Lawrence Beall Smith
Lawrence Beall Smith, painter, lithographer, illustrator and stone sculptor, was born in Washington, D.C. in 1909. He studied at the Art Institute of Chicago, Illinois, and at the University of Chicago, receiving a Ph.D. degree in 1931. He also studied in Boston and Gloucester, Massachusetts with Ernest Thurn, Charles Hopkinson and Harold Zimmerman. His reputation as an artist was secured by a one-man show in 1941 at the Whitney Museum of American Art in New York City. Smith had begun to exhibit his work in 1935.
Smith was commissioned by Abbott Laboratories in 1944 to cover the Medical Corps in Europe during World War II. He served as an artist at the D-Day landings of Allied troops on the Normandy beaches, as well as painting posters supporting the sale of War Bonds.

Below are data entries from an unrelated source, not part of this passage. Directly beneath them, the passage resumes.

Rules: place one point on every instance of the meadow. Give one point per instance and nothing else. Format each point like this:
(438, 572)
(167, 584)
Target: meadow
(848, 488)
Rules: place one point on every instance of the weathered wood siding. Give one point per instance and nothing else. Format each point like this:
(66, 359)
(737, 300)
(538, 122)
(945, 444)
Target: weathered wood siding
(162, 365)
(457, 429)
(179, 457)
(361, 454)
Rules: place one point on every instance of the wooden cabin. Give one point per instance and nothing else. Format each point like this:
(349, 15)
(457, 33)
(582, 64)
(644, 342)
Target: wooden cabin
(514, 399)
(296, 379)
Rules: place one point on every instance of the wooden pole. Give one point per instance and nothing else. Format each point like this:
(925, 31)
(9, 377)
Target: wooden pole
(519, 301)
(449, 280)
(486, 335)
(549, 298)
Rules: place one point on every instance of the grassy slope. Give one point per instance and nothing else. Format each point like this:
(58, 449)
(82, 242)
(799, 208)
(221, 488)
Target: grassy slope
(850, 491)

After the War, in the 1940s, he founded the Katonah Gallery (now the Katonah Museum), in Westchester County, New York. He exhibited there for many years, as well as at the National Academy of Design in New York City, and in other major exhibitions. He also illustrated books such as Robin Hood, in 1954, and Tom Jones, in 1964.
His work is in the collections of the Metropolitan Museum of Art, New York City; Addison Gallery of American Art, Phillips Academy, Andover, Massachusetts; Fogg Art Museum, Harvard University, Cambridge, Massachusetts; University of Chicago; University of Minnesota, Minneapolis; Fine Arts Museums of San Francisco, California; and the Library of Congress, Washington, DC. The art collections of the United States Air Force and United States Navy, both in Washington, D.C., hold examples of Beall's paintings and prints depicting the War.
Associated American Artists in New York City, commissioned original graphic art from artists, and published Smith's lithographs over a span of thirty years, from 1940-1970, often with children as their subject.
Lawrence Beall Smith died in Cross River, New York in 1995.